Everything is on PyPI:

pip install phased-array-modeling phased-array-systems edgefem metasurface-py
pip install "apab[ollama]"

The phased-array pattern and metasurface tools each have a browser demo (patterns, metasurfaces), the systems library ships trade-study examples, and the research page has the SPIE paper, the case study, and the presentations. If you think a number or an assumption is off, the math is visible in every one of them, and I would like to know.

This post draws only on public sources: the SPIE paper, the published ModelCenter case study, and presentations I posted publicly. It contains no proprietary or internal information. The views are my own and do not represent any current or former employer.

Frequently asked questions

What is model-based engineering (MBE/MBSE)?

Connecting the models of a system (RF, power, thermal, size, weight, cost) so design decisions and requirement checks run against a shared, executable model instead of documents passed between teams. MBSE is the systems-engineering form of it.

What is MDAO / MDO?

Multidisciplinary design analysis and optimization: running trade studies and optimization across coupled discipline models at once, so you optimize the whole system rather than one part in isolation.

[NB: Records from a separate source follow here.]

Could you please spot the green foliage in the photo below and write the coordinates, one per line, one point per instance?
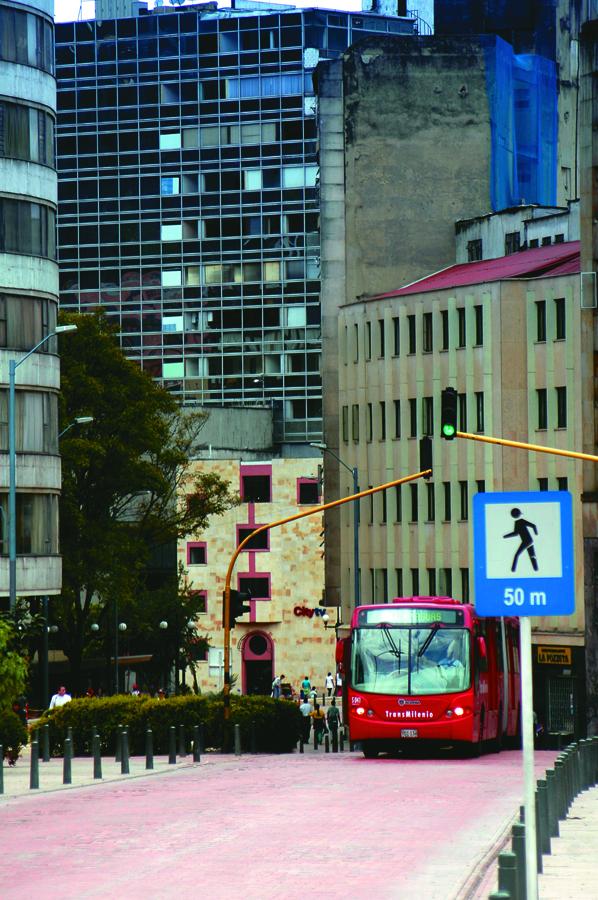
(13, 668)
(13, 734)
(277, 722)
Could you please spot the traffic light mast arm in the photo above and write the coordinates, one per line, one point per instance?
(309, 512)
(537, 448)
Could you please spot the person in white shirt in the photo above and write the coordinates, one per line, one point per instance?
(60, 698)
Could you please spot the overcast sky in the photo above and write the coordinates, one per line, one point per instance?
(68, 10)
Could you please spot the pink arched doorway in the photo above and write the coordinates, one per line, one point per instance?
(258, 663)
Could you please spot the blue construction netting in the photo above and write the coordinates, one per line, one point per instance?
(522, 99)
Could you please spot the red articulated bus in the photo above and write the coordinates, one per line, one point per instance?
(429, 670)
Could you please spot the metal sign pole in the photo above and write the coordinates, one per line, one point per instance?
(527, 731)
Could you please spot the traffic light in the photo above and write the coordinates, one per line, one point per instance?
(425, 456)
(238, 599)
(448, 414)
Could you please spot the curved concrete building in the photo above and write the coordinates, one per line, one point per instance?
(29, 292)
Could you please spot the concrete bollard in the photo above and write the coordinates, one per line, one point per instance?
(46, 743)
(67, 777)
(149, 748)
(97, 755)
(507, 873)
(124, 762)
(34, 766)
(172, 745)
(518, 848)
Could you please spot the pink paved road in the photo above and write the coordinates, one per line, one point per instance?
(273, 828)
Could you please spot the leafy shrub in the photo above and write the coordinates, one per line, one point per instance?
(13, 733)
(276, 726)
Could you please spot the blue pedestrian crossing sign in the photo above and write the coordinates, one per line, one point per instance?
(523, 554)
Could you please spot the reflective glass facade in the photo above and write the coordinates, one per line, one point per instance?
(188, 196)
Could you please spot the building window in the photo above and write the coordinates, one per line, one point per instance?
(308, 492)
(414, 503)
(446, 582)
(260, 541)
(413, 418)
(397, 409)
(447, 500)
(396, 329)
(542, 409)
(479, 410)
(428, 415)
(412, 336)
(540, 321)
(462, 405)
(474, 250)
(197, 553)
(461, 326)
(465, 585)
(431, 502)
(355, 421)
(256, 488)
(479, 325)
(561, 407)
(415, 582)
(432, 582)
(512, 242)
(428, 335)
(445, 329)
(559, 313)
(382, 408)
(464, 500)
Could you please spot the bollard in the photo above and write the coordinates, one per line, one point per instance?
(46, 743)
(97, 755)
(552, 795)
(544, 831)
(66, 763)
(34, 766)
(124, 762)
(149, 748)
(172, 745)
(507, 873)
(518, 848)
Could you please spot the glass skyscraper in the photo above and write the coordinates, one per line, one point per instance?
(188, 195)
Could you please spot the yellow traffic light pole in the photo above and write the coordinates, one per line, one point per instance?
(310, 512)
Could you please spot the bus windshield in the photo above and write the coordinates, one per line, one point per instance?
(410, 660)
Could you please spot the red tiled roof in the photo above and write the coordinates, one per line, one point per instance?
(557, 259)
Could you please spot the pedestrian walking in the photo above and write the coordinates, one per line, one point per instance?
(305, 710)
(329, 684)
(319, 723)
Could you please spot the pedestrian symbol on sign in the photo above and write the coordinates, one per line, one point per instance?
(522, 529)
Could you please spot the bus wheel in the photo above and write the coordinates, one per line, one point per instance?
(370, 751)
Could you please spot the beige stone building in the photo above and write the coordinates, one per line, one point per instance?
(506, 334)
(285, 631)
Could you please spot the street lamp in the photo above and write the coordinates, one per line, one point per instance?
(324, 448)
(12, 467)
(79, 420)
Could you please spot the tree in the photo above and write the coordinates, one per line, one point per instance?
(122, 480)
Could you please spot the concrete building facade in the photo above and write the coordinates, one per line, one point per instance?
(29, 291)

What open-source phased-array tools do you maintain?

Four MIT-licensed Python tools for phased arrays: phased-array-modeling (patterns), phased-array-systems (requirements-driven trade studies), EdgeFEM (full-wave FEM solver), and APAB (an LLM agent that orchestrates them over MCP), plus metasurface-py (BSD-3) for programmable metasurfaces. All are on PyPI.

What is a phased-array (AESA) radar?

An antenna made of many elements whose relative phases steer the beam electronically, with no moving parts. An active electronically scanned array (AESA) gives each element its own transmit/receive module.